Well, if the pressure to achieve carbon neutrality really started in the energy companies, the market price of electricity would simply have to go up radically. Clearly, if the energy price tripled, the calculation above would change. In particular, ČEZ could fund new reactors from its net profit. If we want to get there, it's clear that ČEZ should start to seek profit again – and throw away as many loss-making business as possible.

I hope that the plans for the carbon neutrality or huge drops of CO2 emissions will simply be ignored and politics will be about justifying that.

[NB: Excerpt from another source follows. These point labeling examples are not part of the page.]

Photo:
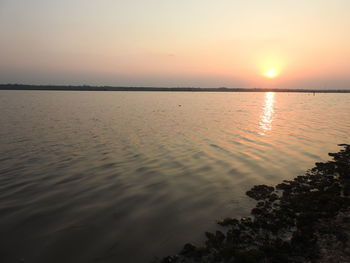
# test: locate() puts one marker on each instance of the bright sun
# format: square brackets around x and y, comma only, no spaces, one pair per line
[271,73]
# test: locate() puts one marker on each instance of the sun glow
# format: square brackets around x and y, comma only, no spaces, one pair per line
[271,73]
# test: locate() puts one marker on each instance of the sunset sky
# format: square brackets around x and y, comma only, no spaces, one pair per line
[201,43]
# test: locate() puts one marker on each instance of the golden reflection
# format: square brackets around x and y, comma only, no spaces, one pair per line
[266,118]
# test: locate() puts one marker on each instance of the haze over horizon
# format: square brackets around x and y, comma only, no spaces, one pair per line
[237,44]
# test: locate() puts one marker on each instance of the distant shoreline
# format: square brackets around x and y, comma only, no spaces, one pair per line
[166,89]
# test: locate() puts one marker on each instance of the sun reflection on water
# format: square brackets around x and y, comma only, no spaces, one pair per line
[266,117]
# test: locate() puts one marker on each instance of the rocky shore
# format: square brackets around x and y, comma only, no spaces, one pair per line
[303,220]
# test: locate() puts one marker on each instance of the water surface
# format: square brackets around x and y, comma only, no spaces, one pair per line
[125,176]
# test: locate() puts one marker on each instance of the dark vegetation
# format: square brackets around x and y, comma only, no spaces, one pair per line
[291,222]
[188,89]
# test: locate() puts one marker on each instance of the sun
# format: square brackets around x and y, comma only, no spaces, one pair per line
[271,73]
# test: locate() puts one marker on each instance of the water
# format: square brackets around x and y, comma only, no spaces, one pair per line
[126,176]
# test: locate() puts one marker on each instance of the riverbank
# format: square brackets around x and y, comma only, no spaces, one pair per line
[302,220]
[163,89]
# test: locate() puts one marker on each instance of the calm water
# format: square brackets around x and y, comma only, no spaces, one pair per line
[125,176]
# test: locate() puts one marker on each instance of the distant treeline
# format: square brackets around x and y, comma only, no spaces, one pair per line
[188,89]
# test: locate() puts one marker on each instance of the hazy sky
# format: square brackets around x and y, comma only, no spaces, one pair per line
[203,43]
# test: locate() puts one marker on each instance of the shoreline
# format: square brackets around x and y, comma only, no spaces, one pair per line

The correct justification of the difference between carbon neutral plans and carbon increasing reality is that the carbon neutral talking heads are absolute mental cripples who are totally detached from reality. But this basic fact seems to be forbidden in Brussels, like many other facts. So it will have to be expressed using codewords but I sincerely hope that the status quo – in which idiots talk about insane drops of CO2 emissions while reality doesn't do anything like that – will continue. Otherwise we really need to escape from the EU or any other "community of nations" that wants us to do similar suicidal things.